It is to be expected that Caribbean people having attained political and governmental independence to move to the final stage of having their legal disputes adjudicated within the region by persons who are from the region and are aware of its peculiarities. The only caution that one can add in this regard is that the move to complete the circle of independence should not be influenced by any improper purpose which could undermine the trust and confidence which people will repose in the final appellate court.
In this context the historical reality and facts of what happened in the case of Guyana should be noted. It will be recalled that Guyana was the first country to abolish the PC in July 1971. It is my understanding that that event is often represented in lectures in the law faculty in Barbados as the first major development in completing the circle of independence in the judicial process in the Caribbean.
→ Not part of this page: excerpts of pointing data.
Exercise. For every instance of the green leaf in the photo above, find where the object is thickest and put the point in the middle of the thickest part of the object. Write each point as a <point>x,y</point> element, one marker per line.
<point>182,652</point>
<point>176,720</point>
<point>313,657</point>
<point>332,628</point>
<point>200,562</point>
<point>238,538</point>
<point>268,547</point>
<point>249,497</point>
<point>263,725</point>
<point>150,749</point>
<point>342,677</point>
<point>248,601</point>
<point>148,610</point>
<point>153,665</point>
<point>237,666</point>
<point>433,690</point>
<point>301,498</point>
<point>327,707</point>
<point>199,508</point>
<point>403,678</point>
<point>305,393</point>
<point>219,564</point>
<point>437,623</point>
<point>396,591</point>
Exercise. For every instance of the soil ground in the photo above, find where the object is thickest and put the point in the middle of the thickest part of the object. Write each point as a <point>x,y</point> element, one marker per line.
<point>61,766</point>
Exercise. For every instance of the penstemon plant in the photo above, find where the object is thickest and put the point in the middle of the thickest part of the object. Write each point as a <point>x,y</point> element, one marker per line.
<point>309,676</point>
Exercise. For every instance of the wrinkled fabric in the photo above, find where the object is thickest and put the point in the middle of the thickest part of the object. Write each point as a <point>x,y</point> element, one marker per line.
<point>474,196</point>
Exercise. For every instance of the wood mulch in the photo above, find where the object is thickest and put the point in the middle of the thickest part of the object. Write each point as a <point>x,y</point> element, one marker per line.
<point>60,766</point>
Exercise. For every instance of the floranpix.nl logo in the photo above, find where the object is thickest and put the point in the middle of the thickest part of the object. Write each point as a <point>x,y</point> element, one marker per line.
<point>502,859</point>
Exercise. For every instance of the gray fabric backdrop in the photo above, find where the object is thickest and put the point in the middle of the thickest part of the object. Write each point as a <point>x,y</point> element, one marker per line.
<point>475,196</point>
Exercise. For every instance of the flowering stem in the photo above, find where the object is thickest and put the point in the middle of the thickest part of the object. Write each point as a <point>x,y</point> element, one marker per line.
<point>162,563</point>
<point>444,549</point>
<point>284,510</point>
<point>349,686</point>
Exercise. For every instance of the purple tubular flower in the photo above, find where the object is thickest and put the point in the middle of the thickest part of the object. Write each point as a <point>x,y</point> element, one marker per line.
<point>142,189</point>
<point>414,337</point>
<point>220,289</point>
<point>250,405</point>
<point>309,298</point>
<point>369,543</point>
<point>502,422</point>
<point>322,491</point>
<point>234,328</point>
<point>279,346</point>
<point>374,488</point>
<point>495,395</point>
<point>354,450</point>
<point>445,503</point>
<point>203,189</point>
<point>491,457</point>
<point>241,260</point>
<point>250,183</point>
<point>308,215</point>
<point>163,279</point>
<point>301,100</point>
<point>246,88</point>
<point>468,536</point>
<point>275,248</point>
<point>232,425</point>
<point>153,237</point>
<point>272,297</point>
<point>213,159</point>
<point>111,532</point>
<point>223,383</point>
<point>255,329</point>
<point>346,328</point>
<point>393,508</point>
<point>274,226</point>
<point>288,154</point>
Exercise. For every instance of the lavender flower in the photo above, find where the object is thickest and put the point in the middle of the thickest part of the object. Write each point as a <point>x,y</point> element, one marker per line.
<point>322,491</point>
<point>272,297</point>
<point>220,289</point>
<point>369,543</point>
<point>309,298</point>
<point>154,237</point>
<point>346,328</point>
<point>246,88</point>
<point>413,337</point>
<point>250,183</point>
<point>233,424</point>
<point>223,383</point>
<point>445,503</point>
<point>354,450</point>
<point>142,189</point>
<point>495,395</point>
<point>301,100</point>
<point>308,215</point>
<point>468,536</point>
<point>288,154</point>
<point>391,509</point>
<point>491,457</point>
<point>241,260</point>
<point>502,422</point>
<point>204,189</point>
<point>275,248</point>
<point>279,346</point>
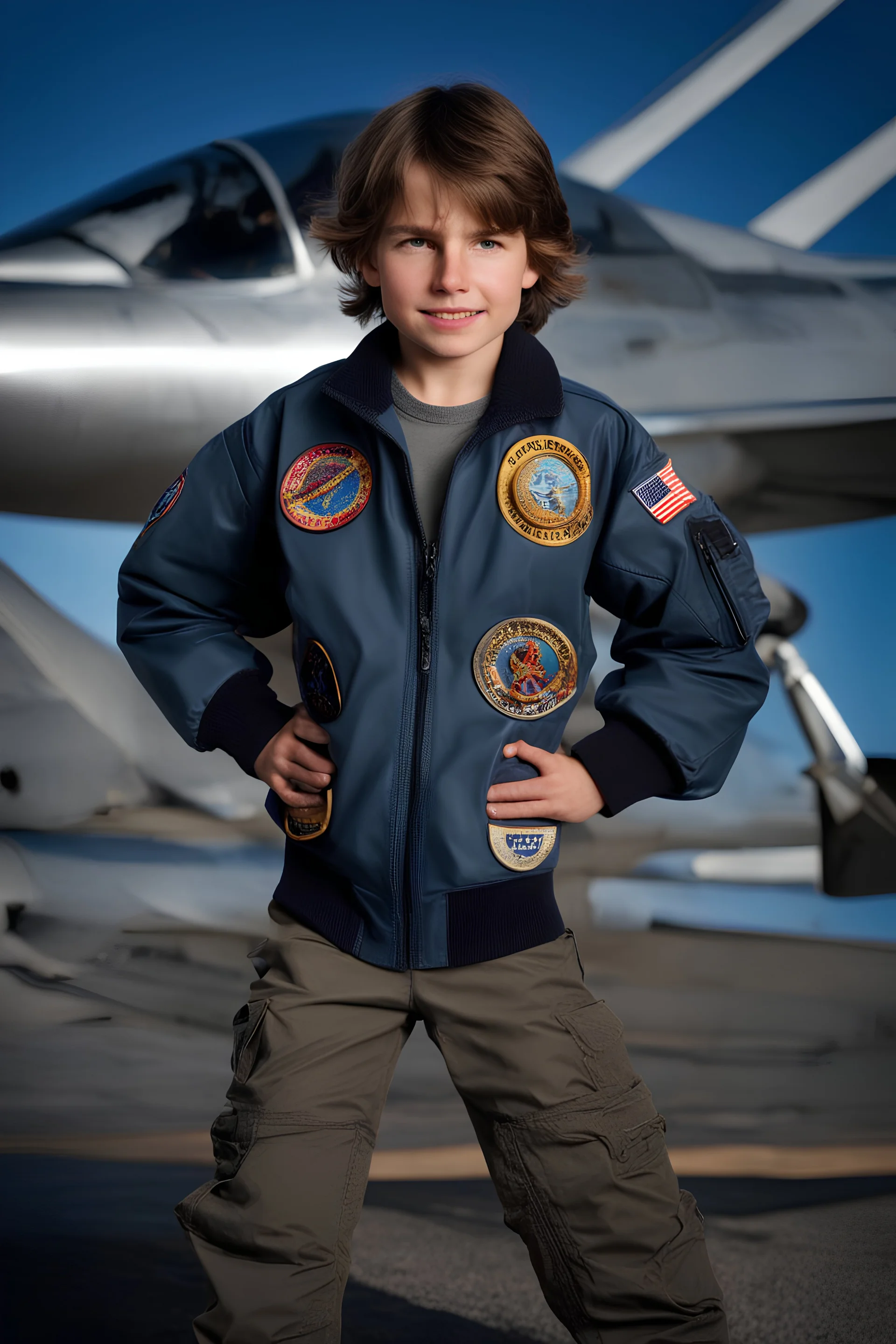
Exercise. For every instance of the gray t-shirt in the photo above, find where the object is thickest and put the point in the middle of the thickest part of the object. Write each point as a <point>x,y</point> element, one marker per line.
<point>434,436</point>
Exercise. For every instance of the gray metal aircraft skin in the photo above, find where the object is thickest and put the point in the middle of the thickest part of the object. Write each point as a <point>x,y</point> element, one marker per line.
<point>138,323</point>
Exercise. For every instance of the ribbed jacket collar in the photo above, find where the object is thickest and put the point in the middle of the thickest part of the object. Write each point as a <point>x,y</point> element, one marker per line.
<point>527,385</point>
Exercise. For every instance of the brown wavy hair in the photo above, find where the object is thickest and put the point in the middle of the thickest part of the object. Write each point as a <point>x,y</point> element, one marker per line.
<point>477,143</point>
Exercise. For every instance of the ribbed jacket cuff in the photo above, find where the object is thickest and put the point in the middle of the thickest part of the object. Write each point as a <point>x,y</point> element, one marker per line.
<point>624,767</point>
<point>241,718</point>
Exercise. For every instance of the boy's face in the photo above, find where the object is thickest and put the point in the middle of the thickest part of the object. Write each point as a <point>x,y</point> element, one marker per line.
<point>447,284</point>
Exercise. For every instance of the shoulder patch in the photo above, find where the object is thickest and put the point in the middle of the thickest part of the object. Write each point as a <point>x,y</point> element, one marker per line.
<point>664,495</point>
<point>326,488</point>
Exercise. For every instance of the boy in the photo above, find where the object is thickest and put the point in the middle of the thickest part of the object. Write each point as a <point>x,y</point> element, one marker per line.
<point>433,515</point>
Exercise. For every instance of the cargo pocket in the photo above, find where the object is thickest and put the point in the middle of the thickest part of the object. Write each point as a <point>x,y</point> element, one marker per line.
<point>684,1264</point>
<point>248,1038</point>
<point>628,1127</point>
<point>231,1137</point>
<point>598,1033</point>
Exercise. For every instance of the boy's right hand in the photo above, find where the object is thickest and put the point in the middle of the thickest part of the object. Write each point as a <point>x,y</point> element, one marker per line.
<point>292,768</point>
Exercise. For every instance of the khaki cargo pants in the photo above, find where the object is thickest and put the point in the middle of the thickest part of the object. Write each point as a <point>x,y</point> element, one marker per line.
<point>570,1134</point>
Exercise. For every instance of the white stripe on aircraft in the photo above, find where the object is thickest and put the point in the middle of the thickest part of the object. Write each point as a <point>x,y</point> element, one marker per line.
<point>614,155</point>
<point>812,210</point>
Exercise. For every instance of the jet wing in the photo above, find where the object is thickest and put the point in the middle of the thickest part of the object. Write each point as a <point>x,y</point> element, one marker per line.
<point>81,734</point>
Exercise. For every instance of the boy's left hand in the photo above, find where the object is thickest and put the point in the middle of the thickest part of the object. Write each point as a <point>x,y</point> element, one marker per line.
<point>563,790</point>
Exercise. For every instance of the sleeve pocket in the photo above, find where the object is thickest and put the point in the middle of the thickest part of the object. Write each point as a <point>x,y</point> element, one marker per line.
<point>731,577</point>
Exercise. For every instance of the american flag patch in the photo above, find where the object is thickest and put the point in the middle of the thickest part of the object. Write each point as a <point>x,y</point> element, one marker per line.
<point>664,495</point>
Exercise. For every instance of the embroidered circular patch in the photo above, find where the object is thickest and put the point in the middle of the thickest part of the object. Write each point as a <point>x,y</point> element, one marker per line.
<point>319,686</point>
<point>326,487</point>
<point>545,491</point>
<point>525,667</point>
<point>522,847</point>
<point>166,500</point>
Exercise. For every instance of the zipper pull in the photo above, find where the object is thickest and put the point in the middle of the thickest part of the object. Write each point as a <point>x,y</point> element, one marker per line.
<point>425,643</point>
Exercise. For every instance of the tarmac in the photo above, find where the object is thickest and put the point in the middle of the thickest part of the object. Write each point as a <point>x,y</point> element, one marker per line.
<point>750,1045</point>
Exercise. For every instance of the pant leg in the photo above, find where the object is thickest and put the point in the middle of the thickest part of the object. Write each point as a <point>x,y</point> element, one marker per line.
<point>575,1148</point>
<point>314,1056</point>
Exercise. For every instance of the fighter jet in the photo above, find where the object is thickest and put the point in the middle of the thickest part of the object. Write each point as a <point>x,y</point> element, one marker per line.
<point>139,322</point>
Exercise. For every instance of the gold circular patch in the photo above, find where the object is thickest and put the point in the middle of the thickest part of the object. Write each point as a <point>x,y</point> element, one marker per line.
<point>525,667</point>
<point>545,491</point>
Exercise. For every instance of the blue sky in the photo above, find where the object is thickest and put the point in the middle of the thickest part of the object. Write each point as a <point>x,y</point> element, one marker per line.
<point>96,91</point>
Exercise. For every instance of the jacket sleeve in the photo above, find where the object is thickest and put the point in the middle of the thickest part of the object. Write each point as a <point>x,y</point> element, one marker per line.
<point>202,576</point>
<point>690,608</point>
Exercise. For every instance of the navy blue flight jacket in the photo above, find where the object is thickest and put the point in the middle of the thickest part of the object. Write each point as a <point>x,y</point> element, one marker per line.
<point>405,874</point>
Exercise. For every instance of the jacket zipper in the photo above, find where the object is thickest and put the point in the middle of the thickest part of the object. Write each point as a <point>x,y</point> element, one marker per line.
<point>420,753</point>
<point>721,584</point>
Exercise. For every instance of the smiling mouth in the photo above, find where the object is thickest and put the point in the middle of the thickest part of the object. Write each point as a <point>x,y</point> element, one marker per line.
<point>453,316</point>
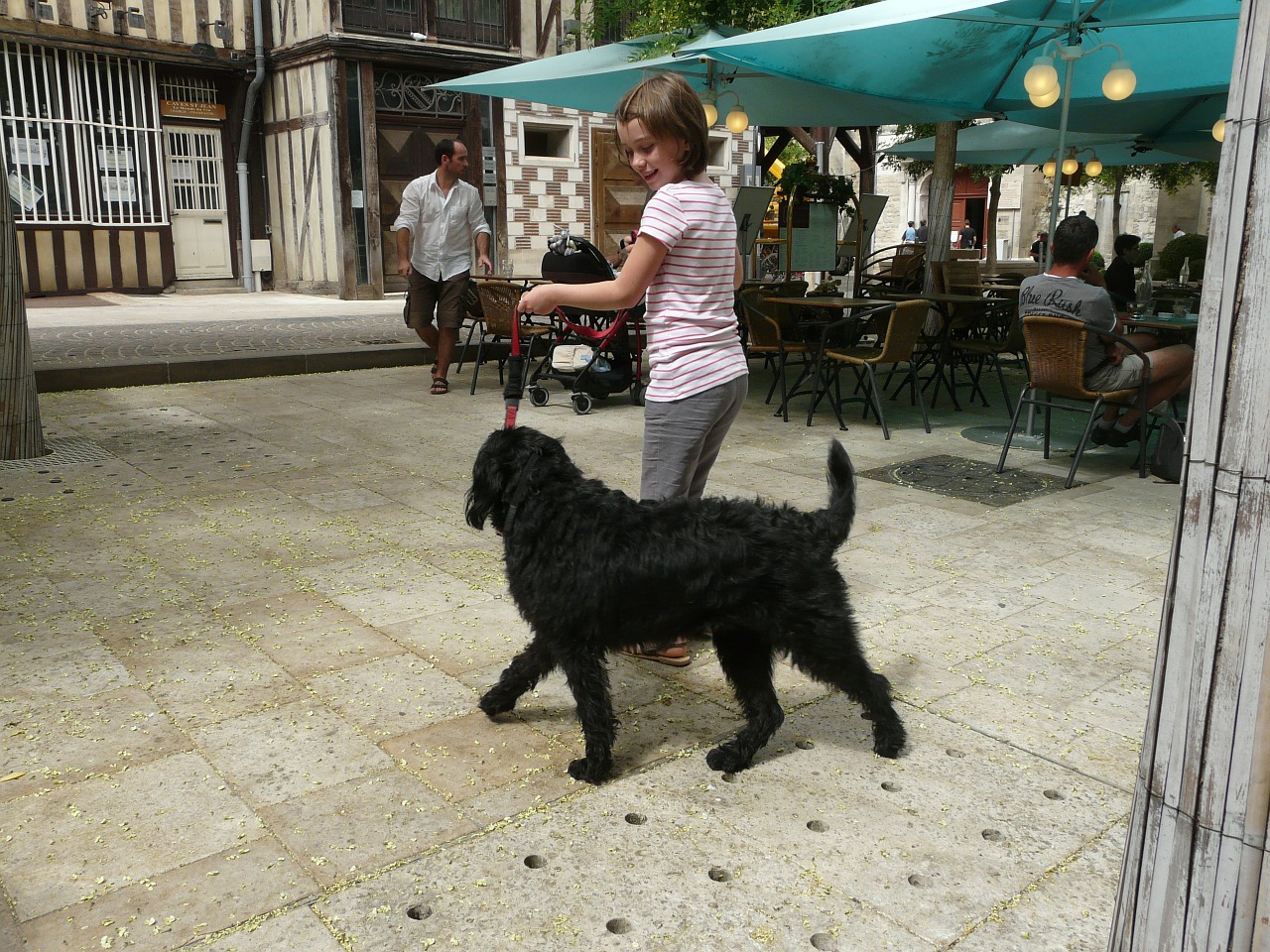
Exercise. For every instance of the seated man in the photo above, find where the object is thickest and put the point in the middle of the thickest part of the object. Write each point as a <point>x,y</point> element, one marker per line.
<point>1120,272</point>
<point>1060,293</point>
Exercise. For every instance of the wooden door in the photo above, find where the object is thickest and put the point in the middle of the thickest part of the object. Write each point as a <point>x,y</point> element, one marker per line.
<point>617,193</point>
<point>199,217</point>
<point>405,153</point>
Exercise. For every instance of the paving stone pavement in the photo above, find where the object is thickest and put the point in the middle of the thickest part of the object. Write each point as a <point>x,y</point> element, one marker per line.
<point>244,629</point>
<point>112,339</point>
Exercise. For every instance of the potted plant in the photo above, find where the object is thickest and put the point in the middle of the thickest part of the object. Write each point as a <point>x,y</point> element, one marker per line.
<point>810,203</point>
<point>802,184</point>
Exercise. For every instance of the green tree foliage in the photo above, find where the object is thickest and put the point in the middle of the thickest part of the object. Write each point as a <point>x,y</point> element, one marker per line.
<point>1171,257</point>
<point>685,19</point>
<point>1171,178</point>
<point>917,168</point>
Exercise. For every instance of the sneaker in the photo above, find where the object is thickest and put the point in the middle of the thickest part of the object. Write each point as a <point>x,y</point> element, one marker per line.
<point>1115,438</point>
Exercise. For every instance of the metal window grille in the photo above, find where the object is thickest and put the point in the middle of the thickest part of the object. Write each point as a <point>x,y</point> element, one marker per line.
<point>37,136</point>
<point>195,163</point>
<point>187,89</point>
<point>80,137</point>
<point>408,94</point>
<point>471,21</point>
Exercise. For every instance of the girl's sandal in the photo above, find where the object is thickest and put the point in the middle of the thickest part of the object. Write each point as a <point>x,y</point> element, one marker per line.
<point>662,654</point>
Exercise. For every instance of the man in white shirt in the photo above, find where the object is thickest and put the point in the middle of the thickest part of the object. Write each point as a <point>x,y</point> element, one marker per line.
<point>440,217</point>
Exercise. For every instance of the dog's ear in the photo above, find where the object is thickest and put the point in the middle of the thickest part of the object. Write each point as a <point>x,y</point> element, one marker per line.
<point>489,479</point>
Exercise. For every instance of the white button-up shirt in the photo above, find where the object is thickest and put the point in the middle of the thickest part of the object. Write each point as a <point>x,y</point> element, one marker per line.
<point>441,226</point>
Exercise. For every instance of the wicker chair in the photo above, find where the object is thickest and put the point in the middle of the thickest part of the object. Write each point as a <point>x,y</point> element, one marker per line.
<point>903,330</point>
<point>1056,356</point>
<point>766,338</point>
<point>897,268</point>
<point>498,299</point>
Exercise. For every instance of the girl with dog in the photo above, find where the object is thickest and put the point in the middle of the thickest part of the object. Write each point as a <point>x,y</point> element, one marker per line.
<point>685,266</point>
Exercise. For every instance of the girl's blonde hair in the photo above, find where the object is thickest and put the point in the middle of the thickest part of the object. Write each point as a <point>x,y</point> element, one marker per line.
<point>668,108</point>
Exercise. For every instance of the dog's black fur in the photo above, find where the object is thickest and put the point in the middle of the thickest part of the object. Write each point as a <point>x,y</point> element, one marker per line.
<point>592,570</point>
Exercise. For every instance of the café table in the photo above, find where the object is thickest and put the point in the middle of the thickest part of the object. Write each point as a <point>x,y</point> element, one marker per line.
<point>1184,325</point>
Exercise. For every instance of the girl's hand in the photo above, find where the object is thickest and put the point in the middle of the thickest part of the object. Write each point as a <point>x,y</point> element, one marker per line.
<point>536,299</point>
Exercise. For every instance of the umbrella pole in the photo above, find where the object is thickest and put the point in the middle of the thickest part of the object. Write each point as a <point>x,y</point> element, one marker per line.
<point>1053,200</point>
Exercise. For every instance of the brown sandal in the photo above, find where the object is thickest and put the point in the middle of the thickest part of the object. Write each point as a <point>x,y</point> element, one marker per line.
<point>652,652</point>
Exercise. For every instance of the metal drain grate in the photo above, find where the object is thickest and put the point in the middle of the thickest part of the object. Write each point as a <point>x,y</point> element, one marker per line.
<point>66,451</point>
<point>966,479</point>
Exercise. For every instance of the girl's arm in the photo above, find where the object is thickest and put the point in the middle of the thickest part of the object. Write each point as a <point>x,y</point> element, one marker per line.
<point>625,291</point>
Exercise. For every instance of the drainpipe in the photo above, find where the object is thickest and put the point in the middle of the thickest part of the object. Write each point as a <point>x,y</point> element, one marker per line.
<point>252,91</point>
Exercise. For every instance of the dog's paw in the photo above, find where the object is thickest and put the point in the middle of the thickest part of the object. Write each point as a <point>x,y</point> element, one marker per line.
<point>889,743</point>
<point>494,705</point>
<point>581,770</point>
<point>725,761</point>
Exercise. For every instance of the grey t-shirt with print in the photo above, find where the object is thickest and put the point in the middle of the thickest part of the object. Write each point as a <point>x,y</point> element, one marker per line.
<point>1071,298</point>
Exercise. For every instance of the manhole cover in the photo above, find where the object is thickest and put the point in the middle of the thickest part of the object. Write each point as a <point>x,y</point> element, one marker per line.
<point>64,451</point>
<point>966,479</point>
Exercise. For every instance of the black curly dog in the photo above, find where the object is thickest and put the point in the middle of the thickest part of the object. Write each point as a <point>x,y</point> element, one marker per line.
<point>592,570</point>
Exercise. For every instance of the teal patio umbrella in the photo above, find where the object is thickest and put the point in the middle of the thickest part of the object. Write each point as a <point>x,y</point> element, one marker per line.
<point>1019,144</point>
<point>969,58</point>
<point>597,79</point>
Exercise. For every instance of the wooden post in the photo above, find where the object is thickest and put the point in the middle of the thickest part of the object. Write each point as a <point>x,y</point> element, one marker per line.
<point>22,435</point>
<point>940,221</point>
<point>1197,873</point>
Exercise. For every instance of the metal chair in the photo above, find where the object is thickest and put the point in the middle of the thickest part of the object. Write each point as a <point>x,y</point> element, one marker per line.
<point>903,330</point>
<point>498,299</point>
<point>766,339</point>
<point>998,333</point>
<point>1056,356</point>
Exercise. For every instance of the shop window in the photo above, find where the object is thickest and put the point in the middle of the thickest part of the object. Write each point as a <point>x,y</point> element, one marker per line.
<point>79,134</point>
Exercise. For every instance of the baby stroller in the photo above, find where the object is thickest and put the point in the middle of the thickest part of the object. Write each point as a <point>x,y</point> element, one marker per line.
<point>593,354</point>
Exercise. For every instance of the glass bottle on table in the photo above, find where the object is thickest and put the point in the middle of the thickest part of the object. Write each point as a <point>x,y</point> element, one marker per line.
<point>1146,294</point>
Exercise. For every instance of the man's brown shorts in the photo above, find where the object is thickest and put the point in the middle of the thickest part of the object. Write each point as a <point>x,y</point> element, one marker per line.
<point>444,298</point>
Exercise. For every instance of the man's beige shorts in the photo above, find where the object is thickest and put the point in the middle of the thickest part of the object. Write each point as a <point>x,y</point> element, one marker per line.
<point>441,298</point>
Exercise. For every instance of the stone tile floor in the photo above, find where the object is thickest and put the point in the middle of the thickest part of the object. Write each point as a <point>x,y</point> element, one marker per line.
<point>244,630</point>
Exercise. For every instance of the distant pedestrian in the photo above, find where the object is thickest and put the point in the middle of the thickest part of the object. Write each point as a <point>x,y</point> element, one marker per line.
<point>1040,246</point>
<point>440,216</point>
<point>968,236</point>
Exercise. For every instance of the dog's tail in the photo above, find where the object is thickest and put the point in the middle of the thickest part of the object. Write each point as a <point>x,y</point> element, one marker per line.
<point>835,518</point>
However, quite contrary to that assertion, it is within my personal knowledge that the legislation in Guyana was passed, not for the apparent purpose, but in order to benefit a supporter of the party in Government at that particular time.
Greater Access to Justice
The argument here is that the replacement of the PC by the CCJ as the final appellate court will provide citizens of the Commonwealth Caribbean countries with much greater access to justice. This means that they will be able to take their matters to the final Court of Appeal if they so wish at a much reduced cost. The argument is that appeals to the PC are extremely expensive and that factor operates as a deterrent to prosecuting an appeal before that body. If the appeals were to be prosecuted in Port of Spain at the headquarters of the CCJ, then it is more than likely that many more persons who may be aggrieved by Court of Appeal decisions in the Caribbean would be in a financial position to approach the CCJ.
Intellectual capacity of the CCJ Judges and Conduct of Hearings
It can be stated quite emphatically that there is no question that the intellectual capacity of the Judges in the CCJ compares very favourably with Judges in any jurisdiction in the world.
The CCJ conducts its proceedings with the dignity and courtesy which is befitting a final Appellate Court. There is no manifestation of apparent bias, hostility or badgering of counsel by members of the Court. Such level of decorum would obviously cause attending clients to develop a level of trust and confidence about the impartiality of the proceedings. From personal experience and those of a number of my colleagues at both the senior and junior bar, some of the Judges in the local Courts would do well to emulate the conduct of the CCJ.